Non si placa la polemica relativa al dirigente comunale rimosso dal sindaco l’anno scorso oggetto, giorni fa, del pronunciamento del Giudice del Lavoro di Ancona che ha accolto il ricordo fatto da Vincenzo Capaldo, ex capo del settore Assetto del Territorio. E’ il sindaco, Gabriele Santarelli, in un post Facebook, a rincarare la dose. “L’incarico dirigenziale affidato mediante la procedura prevista dall’articolo 110 del Testo Unico degli Enti Locali è di tipo fiduciario, ossia – spiega – il sindaco nomina un dirigente sulla base della fiducia e sulla fiducia si instaura il rapporto. Infatti non è previsto un concorso, ma una selezione che si basa semplicemente sui curriculum e su un breve colloquio che avviene prima con una Commissione e poi con il sindaco. Per cui – ribadisce – quanto riportato nei curriculum riveste una importanza determinante”. Il primo cittadino se la prende anche con chi doveva controllare la pratica. “Se poi si scopre che quanto riportato nel curriculum che ha determinato la scelta non corrisponde al vero non ci sono altre vie se non la revoca dell’incarico”. Denuncia Santarelli: “Riportare qualifiche non possedute nel proprio curriculum non solo induce a una scelta non corretta, ma lede i diritti degli altri partecipanti alla selezione che si vedono scavalcati. Se poi si aggiunge che mentre si ricopre tale incarico si assumono anche delle funzioni che, alla luce della verifica dei titoli posseduti, non potevano essere assunte, il quadro è completo”. Per Santarelli, “nonostante la sentenza di primo grado che riconosce in parte le ragioni della controparte e che appelleremo, lo rifarei altre mille volte per questioni di giustizia, di verità, di correttezza e di tutela dell’interesse pubblico”.
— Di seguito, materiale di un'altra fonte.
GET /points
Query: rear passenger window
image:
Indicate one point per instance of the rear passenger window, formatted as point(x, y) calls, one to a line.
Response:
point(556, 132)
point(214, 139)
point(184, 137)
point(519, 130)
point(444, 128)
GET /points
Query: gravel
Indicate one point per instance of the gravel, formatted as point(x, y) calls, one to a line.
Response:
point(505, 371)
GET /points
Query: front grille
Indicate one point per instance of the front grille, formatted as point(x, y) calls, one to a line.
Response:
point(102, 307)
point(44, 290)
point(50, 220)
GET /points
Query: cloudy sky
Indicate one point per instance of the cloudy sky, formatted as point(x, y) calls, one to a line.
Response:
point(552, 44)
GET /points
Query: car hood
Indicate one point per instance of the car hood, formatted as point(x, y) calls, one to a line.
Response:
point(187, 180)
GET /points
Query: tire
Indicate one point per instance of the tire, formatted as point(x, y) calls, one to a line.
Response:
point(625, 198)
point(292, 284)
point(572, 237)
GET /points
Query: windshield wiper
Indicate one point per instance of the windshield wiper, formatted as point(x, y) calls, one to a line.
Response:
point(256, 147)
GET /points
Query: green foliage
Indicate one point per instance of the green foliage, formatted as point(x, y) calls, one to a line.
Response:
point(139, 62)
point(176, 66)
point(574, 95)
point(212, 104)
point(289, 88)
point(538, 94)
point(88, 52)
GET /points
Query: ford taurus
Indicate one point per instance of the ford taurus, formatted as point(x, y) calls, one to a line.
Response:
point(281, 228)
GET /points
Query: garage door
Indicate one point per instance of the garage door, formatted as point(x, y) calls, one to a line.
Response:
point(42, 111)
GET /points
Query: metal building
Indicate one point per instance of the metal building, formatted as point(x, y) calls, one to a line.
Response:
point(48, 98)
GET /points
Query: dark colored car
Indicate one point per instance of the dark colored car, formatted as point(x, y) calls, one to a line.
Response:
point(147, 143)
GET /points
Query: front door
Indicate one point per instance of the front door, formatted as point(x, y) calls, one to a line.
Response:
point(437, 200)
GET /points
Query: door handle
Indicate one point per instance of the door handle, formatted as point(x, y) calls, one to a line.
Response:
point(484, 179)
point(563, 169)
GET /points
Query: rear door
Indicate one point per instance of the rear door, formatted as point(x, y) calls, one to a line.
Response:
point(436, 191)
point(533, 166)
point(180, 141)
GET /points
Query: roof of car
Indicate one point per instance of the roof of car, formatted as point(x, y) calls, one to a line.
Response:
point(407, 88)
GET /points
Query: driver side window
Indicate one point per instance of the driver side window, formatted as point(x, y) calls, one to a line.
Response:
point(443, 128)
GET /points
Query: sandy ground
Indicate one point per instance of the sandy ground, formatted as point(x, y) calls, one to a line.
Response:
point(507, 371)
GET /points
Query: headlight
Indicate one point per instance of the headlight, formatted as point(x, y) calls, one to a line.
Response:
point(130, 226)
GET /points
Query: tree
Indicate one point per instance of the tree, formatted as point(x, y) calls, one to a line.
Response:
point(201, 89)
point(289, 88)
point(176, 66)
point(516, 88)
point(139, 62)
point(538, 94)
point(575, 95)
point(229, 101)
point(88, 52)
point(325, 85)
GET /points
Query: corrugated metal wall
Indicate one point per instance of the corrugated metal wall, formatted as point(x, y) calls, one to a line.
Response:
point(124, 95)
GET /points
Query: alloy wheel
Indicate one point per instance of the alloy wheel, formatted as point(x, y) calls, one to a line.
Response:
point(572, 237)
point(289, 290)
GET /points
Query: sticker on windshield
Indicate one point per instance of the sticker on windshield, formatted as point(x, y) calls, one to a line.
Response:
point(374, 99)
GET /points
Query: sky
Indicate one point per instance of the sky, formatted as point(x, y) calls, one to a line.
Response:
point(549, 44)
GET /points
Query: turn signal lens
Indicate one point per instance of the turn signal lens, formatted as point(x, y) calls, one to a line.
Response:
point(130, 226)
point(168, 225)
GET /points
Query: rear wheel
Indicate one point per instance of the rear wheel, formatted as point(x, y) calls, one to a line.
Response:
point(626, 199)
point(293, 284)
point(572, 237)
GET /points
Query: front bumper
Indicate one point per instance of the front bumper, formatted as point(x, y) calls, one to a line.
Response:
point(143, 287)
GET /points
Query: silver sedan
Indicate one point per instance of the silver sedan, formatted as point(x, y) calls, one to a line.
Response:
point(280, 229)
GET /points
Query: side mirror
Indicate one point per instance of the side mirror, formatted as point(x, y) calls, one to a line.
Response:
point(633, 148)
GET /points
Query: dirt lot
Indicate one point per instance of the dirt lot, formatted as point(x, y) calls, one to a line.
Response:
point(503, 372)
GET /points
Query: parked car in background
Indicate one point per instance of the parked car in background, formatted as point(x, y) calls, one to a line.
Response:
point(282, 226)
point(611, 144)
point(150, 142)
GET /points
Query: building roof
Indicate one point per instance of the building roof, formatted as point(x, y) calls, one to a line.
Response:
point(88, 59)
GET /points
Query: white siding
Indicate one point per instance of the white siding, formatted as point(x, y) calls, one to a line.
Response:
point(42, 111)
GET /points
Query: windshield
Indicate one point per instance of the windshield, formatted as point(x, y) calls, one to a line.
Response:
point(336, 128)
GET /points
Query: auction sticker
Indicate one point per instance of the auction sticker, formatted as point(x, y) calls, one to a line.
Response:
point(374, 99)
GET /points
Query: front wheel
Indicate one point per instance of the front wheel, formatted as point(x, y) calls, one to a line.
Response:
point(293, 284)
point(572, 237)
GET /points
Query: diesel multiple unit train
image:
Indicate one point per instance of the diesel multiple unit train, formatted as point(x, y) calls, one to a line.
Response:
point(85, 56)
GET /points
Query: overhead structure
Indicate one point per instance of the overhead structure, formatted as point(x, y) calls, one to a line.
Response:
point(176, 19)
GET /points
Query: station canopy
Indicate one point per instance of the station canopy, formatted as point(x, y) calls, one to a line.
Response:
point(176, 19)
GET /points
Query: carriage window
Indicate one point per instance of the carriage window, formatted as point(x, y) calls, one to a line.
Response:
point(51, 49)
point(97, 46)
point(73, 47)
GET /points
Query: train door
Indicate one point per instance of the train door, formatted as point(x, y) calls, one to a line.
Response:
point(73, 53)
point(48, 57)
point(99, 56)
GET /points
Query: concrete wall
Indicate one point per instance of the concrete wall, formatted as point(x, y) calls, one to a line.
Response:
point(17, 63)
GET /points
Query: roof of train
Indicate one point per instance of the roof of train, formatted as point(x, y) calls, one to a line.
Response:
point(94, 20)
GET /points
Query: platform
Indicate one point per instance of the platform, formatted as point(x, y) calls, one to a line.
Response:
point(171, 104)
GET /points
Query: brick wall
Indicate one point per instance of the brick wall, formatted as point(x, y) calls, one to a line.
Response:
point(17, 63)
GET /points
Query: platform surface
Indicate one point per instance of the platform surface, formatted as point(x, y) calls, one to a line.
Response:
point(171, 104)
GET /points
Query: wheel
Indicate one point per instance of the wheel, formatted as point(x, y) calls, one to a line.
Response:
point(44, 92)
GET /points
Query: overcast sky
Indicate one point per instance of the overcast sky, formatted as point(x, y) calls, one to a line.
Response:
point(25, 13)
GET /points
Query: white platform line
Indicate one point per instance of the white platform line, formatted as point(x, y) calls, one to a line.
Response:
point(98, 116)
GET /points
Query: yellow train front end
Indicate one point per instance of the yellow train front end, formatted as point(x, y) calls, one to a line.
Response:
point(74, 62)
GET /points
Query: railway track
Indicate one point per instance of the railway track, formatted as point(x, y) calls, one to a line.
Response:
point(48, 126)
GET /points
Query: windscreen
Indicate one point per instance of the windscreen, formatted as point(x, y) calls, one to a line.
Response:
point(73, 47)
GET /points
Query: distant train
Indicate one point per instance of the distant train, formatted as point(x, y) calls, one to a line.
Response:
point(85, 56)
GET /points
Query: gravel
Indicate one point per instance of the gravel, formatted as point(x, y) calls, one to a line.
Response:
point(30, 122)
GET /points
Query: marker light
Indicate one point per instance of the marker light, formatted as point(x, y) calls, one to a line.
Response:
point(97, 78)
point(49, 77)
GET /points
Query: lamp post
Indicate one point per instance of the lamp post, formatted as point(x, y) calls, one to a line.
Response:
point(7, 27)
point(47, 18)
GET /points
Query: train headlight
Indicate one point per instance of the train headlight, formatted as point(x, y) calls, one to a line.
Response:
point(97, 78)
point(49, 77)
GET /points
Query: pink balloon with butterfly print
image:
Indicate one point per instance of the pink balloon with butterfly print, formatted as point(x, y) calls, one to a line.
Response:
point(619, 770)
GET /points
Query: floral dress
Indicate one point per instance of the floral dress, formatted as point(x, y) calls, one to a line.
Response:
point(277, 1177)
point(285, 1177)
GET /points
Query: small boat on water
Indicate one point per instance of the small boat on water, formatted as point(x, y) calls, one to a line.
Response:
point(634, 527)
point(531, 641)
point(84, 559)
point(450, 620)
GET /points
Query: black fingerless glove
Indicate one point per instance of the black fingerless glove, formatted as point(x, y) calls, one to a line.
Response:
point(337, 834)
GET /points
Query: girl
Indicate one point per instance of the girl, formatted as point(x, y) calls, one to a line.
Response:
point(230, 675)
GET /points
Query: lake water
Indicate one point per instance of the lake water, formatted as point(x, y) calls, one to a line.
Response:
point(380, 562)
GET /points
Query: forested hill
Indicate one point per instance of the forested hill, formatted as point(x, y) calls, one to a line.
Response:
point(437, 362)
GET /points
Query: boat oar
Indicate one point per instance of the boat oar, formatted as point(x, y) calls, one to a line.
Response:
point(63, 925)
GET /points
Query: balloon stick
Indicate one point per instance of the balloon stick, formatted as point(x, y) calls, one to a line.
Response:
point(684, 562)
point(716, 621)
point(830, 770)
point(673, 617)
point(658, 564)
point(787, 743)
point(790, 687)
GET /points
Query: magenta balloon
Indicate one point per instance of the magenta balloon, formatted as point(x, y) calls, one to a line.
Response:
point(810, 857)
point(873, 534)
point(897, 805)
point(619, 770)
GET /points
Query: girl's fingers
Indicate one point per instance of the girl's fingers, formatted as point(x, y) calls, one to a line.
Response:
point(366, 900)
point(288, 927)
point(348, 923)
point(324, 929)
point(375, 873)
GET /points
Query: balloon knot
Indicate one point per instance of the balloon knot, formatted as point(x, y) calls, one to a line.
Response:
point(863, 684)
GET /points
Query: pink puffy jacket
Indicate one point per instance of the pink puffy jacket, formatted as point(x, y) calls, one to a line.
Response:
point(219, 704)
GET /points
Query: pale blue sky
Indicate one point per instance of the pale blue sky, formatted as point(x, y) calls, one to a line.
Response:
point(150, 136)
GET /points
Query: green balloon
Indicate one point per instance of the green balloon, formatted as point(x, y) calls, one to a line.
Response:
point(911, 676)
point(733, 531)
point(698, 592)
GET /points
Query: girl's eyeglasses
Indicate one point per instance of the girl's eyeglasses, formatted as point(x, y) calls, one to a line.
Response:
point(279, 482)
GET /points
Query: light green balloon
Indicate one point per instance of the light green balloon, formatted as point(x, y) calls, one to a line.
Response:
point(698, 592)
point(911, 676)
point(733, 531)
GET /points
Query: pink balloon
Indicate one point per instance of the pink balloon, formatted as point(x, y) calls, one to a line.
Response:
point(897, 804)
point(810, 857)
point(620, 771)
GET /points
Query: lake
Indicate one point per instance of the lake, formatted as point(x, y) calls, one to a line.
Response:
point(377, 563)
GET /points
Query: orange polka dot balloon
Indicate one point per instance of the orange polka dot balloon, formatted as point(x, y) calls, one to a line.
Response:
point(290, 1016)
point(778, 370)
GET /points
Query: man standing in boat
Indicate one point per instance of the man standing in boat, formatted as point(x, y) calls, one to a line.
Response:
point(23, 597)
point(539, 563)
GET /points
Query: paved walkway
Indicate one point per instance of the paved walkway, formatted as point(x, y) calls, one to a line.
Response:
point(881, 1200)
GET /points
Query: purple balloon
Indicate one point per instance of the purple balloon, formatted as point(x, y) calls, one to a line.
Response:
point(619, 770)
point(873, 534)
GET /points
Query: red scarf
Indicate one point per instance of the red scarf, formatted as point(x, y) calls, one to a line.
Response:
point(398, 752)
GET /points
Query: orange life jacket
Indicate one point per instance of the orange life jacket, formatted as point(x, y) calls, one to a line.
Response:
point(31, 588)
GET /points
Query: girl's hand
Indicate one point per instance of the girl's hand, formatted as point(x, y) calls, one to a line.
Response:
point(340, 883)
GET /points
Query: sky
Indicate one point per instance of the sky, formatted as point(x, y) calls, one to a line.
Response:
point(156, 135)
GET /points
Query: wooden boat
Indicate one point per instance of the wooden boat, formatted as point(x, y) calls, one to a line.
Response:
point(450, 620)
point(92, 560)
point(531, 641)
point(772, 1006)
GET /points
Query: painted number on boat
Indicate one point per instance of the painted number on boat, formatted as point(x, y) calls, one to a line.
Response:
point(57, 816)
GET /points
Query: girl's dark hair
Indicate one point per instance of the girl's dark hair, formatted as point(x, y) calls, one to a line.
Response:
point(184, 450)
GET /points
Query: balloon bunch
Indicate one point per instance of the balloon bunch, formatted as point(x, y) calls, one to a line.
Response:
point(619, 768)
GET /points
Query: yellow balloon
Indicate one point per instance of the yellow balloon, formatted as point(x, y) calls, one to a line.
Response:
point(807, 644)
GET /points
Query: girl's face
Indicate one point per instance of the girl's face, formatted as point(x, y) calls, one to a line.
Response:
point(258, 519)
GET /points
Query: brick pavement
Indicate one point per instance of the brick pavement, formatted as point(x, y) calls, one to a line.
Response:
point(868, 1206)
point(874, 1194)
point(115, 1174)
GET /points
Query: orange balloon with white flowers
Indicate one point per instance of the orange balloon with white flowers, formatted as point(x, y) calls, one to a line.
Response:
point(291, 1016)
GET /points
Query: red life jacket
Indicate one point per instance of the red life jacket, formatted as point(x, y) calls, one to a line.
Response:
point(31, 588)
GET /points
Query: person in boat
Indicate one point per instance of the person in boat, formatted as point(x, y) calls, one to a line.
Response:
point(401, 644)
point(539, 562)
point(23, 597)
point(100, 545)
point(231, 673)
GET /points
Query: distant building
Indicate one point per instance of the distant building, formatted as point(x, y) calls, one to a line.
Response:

Commenta l’ex dirigente che respinge al mittente tutte le questioni legate ai titoli: “Il Giudice ha accolto il mio ricorso, accertando l’illegittimità della revoca dell’incarico dirigenziale disposta dal sindaco e condannando l’amministrazione comunale ad un risarcimento del danno di 86mila euro oltre interessi e spese legali. Finalmente giustizia è stata fatta sulla mia vicenda lavorativa, evidenziando che il Comune, revocando il mio incarico, ha violato regole di correttezza e buona fede, oltre che procedurali. Il provvedimento di revoca del mio incarico – aveva detto – è arbitrario, illegittimo e vessatorio sotto plurimi profili”.